Kreuzmoor - Die Kreuzmoorer Landesliga-Boßler sind der große Verlierer des ersten Spieltages. Sie verloren am Sonntag den Heimkampf gegen Halsbek mit 1:16.
Männer, Landesliga: Kreuzmoor - Halsbek 1:16. Debakel für Kreuzmoor: Die Hausherren waren ersatzgeschwächt: Unter anderem fehlten zwei leistungsstarke Holzwerfer. Einigen Aktiven war zudem der Trainingsrückstand anzumerken. Schon die Anwürfe waren verbesserungswürdig. Bei der Wende deutete sich die Niederlage an. In der Vorsaison hatten sich die Kreuzmoorer in beiden Partien gegen die Ammerländer behauptet. Am Sonntag verloren alle Gruppen (1. Holz: 56 Würfe, - 1,064; 2. Holz: 58 Würfe, - 6,148; 1. Gummi (55 Würfe, -4,114; 2. Gummi: 58, -4,046). Kreuzmoors Mannschaftsführer Stefan Logemann war bedient: „ Die Landesliga ist kein Selbstläufer. Das sollte jedem klar sein. So wie wir aufgetreten sind, werden wir keine Chance auf die ersten drei Plätze haben – so müssen wir eher nach unten schauen.“
Westerscheps - Schweewarden 14:2. Die nagelneue Wurfstrecke der Gastgeber führt die Sportler zu einem großen Teil in den Landkreis Cloppenburg. Bis zur Wende war der Kampf noch ausgeglichen. Nur die zweite Gummi Schweewardens lag mit vier Schoet klar im Hintertreffen.
Mannschaftsführer Stefan Freese stellte klar: „Wir sind nicht richtig aus dem Quark gekommen. Wir müssen unser Ding auf eigener Strecke machen. Es ist halt sehr schwer, auswärts zu gewinnen.“ Immerhin: Die erste Gummi holte mit 51 Würfen ein Plus von zwei Schoet und 54 Metern heraus (1. Holz: 52 Würfe, -3,122; 2. Holz: 51 Würfe, -3,083, 2. Gummi: 56 Würfe, -7,057).
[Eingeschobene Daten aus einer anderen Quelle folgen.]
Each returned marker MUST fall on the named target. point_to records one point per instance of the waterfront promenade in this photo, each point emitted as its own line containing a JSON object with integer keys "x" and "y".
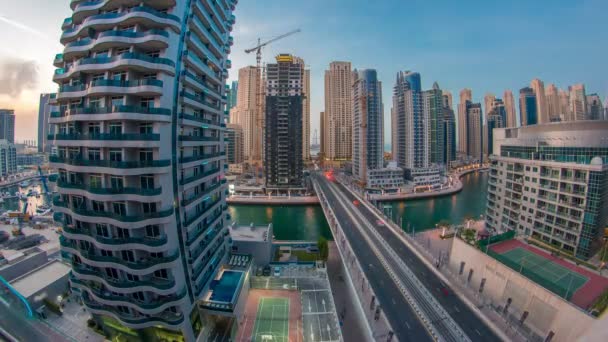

Spohle - Grabstede 5:4 Remis. Die Hausherren hatten Probleme in der Vorbereitung, konnten sich aber auf ihre Erfahrung verlassen. Es entwickelte sich ein Wettkampf auf Augenhöhe mit Topwürfen. Bis kurz nach der Wende hatten die Spohler die Nase vorn. Dann arbeiteten sich die Friesländer heran und schafften letztlich noch das Unentschieden.
Die Hausherren verzeichneten letztlich ein Plus von 90 Metern. Ihnen fehlten 60 Meter zum Sieg. Die erste Holz der Spohler hatte mit 49 Würfen zwei Schoet und 87 Meter herausgeholt, die erste Gummi mit 45 Würfen zwei Schoet und 77 Meter gewonnen. Dagegen gab die zweite Holz mit 50 Würfen einen Schoet und 113 Meter ab, während die zweite Gummi mit 50 Würfen zwei Schoet und 91 Meter verlor.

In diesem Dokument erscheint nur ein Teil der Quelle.